Un estudio encargado por el Poder Judicial el año pasado a la empresa Inmune, arrojó los porcentajes de todo el país respecto del uso de las licencias médicas.
Según lo publicado ayer por el Diario El Mercurio, las licencias médicas es la causa principal del ausentismo laboral. Fue así que se hizo una revisión especial para conocer la vulnerabilidad a licencias médicas fraudulentas.

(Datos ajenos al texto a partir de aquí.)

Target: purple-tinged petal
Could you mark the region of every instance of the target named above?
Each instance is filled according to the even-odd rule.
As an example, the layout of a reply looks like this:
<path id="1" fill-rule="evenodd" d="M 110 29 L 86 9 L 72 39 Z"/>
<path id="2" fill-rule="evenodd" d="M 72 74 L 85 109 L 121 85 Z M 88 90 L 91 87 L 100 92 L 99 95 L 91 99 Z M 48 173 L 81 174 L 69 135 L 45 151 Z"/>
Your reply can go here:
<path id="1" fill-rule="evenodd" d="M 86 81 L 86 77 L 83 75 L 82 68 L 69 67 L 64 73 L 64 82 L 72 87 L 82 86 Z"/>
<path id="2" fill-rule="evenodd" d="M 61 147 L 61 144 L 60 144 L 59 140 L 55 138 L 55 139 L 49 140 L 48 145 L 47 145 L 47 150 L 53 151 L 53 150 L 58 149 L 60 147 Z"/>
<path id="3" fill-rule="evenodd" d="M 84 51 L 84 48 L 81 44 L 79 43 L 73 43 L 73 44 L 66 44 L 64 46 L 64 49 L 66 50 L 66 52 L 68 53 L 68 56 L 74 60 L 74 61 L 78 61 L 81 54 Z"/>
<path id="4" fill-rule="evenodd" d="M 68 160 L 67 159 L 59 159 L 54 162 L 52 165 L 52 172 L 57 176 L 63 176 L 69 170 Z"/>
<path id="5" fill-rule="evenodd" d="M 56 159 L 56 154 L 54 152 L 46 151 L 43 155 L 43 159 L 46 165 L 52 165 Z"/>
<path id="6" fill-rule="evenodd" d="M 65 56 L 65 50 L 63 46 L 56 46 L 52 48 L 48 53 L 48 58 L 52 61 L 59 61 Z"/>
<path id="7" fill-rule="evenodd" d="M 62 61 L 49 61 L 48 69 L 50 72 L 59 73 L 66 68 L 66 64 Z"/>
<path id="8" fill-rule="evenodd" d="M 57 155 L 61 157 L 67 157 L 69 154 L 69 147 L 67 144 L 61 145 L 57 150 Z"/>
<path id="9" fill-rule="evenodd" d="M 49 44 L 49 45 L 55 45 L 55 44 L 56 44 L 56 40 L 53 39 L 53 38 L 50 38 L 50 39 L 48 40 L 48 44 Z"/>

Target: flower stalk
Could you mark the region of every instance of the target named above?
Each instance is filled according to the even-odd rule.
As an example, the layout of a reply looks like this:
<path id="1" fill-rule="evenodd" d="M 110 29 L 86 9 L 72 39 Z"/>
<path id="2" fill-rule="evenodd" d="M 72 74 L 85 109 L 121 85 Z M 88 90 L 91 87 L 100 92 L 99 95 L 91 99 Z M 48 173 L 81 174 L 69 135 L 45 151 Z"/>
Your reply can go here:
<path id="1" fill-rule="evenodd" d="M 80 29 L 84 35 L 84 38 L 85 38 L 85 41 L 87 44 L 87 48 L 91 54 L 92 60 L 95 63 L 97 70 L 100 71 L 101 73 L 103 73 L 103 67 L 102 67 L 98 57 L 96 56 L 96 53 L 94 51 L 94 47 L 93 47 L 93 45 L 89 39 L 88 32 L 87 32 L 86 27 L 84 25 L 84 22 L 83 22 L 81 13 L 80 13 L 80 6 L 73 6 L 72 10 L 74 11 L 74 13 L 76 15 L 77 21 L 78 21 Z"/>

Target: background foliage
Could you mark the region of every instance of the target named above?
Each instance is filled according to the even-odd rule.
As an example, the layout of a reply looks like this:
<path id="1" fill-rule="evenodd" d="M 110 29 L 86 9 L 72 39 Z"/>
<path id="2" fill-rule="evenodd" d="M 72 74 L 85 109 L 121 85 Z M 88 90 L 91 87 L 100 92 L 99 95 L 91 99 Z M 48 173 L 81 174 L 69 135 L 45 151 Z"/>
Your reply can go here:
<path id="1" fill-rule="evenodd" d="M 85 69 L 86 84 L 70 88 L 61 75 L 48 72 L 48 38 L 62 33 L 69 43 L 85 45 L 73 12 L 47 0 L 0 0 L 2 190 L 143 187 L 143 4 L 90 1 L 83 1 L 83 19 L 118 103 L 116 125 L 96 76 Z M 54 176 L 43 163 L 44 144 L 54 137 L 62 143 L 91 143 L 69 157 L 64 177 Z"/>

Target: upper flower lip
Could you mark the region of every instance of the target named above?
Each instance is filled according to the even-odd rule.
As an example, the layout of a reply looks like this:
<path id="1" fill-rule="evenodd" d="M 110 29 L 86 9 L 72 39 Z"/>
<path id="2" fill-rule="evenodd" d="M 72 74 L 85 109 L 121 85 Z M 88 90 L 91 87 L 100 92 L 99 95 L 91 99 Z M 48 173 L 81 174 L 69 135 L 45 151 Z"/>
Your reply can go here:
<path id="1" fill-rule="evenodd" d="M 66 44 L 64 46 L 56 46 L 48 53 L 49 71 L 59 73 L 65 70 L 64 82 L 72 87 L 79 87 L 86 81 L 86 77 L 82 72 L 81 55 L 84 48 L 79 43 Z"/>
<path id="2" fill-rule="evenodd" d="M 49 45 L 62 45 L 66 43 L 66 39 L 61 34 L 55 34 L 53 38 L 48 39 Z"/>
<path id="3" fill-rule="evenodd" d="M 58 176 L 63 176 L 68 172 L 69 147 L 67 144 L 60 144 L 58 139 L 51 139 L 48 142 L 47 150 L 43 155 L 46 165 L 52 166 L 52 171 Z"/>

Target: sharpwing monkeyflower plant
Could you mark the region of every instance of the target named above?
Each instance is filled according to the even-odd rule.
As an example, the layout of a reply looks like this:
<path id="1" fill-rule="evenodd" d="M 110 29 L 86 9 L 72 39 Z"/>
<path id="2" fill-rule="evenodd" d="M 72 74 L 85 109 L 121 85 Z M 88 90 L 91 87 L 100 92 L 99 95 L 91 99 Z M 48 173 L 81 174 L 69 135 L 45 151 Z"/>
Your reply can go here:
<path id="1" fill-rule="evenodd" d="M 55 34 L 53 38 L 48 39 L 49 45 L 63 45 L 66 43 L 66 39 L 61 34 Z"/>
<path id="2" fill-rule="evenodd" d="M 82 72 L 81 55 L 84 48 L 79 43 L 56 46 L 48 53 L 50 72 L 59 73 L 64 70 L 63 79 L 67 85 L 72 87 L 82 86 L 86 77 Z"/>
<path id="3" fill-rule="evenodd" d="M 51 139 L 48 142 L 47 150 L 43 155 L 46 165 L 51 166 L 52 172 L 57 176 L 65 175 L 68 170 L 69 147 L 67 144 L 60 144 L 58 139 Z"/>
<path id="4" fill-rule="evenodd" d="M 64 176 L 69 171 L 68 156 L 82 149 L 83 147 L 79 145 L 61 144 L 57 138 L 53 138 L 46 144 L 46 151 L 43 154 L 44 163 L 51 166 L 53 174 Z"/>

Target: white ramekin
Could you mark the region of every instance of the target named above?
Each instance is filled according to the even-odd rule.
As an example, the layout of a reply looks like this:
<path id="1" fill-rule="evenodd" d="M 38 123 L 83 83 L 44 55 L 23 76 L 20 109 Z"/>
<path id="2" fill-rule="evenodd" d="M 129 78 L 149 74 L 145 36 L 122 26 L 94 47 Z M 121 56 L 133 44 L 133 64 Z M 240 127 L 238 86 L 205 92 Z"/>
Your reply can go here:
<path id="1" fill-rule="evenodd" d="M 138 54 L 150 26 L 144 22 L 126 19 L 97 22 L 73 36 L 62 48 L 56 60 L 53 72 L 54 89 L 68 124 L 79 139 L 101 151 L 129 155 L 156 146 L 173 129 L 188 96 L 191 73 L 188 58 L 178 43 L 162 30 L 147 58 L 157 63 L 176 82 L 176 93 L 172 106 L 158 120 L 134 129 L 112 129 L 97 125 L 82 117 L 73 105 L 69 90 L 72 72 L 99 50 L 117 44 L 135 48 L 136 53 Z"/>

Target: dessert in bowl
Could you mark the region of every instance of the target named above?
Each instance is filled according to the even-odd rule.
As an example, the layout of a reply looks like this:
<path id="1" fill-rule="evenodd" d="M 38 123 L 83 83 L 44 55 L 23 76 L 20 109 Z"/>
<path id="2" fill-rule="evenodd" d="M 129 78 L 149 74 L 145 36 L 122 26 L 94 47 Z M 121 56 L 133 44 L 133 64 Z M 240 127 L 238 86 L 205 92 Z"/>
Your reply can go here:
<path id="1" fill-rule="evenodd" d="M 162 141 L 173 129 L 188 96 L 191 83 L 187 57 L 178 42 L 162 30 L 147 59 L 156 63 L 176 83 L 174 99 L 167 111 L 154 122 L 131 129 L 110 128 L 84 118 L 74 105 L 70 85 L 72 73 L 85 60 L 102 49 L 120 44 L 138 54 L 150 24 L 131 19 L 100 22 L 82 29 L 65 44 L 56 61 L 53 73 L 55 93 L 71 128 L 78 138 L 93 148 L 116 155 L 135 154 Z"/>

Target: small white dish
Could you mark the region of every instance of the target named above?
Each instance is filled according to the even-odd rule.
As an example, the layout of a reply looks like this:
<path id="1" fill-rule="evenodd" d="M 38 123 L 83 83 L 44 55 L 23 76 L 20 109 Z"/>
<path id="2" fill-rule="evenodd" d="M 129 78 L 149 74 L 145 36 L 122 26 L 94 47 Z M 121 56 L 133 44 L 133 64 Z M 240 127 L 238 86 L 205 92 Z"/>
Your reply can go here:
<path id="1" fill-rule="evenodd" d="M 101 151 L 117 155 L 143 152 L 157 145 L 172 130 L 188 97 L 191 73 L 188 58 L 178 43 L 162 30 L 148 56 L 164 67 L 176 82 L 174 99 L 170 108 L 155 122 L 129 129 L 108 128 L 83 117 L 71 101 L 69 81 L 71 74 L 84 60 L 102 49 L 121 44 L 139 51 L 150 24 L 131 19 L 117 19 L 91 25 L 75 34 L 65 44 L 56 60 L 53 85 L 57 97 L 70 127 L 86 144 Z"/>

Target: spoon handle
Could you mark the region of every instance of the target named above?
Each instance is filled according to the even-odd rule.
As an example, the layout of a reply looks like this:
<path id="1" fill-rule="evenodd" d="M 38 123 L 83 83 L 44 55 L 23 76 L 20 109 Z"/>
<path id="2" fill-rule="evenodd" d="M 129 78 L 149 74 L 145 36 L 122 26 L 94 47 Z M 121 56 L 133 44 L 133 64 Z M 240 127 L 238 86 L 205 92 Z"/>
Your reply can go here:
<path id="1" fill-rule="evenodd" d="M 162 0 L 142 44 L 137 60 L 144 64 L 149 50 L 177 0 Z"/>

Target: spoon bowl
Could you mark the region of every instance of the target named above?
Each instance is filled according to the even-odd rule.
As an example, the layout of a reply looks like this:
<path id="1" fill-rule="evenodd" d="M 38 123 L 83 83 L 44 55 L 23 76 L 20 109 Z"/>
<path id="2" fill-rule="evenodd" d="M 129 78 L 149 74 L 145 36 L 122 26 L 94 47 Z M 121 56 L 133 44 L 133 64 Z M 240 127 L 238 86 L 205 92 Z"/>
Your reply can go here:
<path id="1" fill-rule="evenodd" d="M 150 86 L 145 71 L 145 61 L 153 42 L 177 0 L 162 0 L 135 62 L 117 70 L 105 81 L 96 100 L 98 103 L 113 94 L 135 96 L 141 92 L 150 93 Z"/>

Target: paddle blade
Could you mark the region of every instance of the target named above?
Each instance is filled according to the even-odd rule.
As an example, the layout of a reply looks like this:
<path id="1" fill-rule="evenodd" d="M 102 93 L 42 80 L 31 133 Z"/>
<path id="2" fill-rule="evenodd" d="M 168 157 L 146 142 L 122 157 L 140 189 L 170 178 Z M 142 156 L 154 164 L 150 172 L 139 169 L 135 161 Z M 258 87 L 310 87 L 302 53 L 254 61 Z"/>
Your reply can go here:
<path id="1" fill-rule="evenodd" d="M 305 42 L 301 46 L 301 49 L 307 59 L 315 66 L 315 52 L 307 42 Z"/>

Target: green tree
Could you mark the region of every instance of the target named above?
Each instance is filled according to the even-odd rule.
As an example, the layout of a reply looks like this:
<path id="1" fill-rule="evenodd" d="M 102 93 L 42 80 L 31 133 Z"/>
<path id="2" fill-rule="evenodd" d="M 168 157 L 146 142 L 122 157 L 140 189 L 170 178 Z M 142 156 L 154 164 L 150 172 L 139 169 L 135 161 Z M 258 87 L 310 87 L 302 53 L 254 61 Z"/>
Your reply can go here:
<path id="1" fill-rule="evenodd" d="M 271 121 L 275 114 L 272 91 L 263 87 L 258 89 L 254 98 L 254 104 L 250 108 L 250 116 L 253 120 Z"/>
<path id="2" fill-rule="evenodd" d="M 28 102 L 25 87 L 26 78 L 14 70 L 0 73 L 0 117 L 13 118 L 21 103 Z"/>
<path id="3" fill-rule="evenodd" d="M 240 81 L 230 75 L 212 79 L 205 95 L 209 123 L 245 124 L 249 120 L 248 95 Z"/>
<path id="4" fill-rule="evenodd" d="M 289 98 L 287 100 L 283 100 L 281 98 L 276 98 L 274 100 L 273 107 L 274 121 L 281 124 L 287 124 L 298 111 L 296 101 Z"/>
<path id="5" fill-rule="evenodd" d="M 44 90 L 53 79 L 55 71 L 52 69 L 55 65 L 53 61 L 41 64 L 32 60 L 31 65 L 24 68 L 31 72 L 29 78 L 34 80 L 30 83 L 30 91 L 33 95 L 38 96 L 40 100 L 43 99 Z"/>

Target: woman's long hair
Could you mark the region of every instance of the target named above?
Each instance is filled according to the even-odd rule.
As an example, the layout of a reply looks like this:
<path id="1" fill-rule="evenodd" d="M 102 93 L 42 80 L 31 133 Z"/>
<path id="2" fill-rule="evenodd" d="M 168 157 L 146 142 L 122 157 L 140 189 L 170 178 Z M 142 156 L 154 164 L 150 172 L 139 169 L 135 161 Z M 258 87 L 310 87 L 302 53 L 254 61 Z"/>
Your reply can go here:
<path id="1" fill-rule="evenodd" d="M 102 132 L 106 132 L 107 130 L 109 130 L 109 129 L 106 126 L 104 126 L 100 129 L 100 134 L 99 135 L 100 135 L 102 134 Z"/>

Para ello se cruzaron sus bases de datos de “médicos fraudulentos”, es decir los que han sido sancionados por la superintendencia de Seguridad Social o por diferentes comisiones de medicina preventiva e invalidez (Compin), o que han sido denunciados al Ministerio Público.
De acuerdo al estudio, no hay ninguna Corte del país en la que no se haya presentado una licencia médica emitida por un médico que caiga en esa categoría, los cuales aparecen identificados en el informe con su RUT y la cantidad de licencias médicas y días que han otorgado.
De acuerdo al listado, la Corte de Apelaciones de Punta Arenas aparece con el menor porcentaje de la dotación que ha presentado licencia médica con médico fraudulento, llegando sólo a un 3,03%, en comparación a la Corte de Apelaciones de la comuna de San Miguel, que presenta un porcentaje de 22,36, seguida de la Corte de Santiago con un 21,36, la de Iquique con un 17,65 y la de Concepción con un 1663%.
Los resultados a nivel nacional revelan que el 5,94% del total de las licencias médicas que presentaron sus funcionarios fueron emitidas por “médicos fraudulentos”, es decir de los 411.114 días de permiso que tuvieron sus empleados, 35.767, el 8,7% corresponden a prescripciones cuestionables.
Por especialidad, en el ámbito de las enfermedades mentales donde más se observa esto, ya que el 2015, el 17,46% de las licencias siquiátricas fueron emitidas por médicos fraudulentos.
Según consignó El Mercurio desde la Dirección de Comunicaciones de la Corporación Administrativa del Poder Judicial, afirmaron que el uso de licencias médicas fraudulentas “es un problema social”, que requiere ser enfrentado pero que “un funcionario no puede ser cuestionado por el solo hecho de haber elegido a un médico en particular, en tanto ese profesional no sea sancionado para el libre desempeño de su profesión”.
Agregaron que influye en esto que los jueces y funcionarios del Tribunal deben enfrentarse comúnmente a casos como relatos de crímenes, abusos de niños, violaciones y violencia intrafamiliar.
Con estos resultados, el Poder Judicial tomó la decisión de realizar charlas sobre el adecuado uso de las licencias médicas.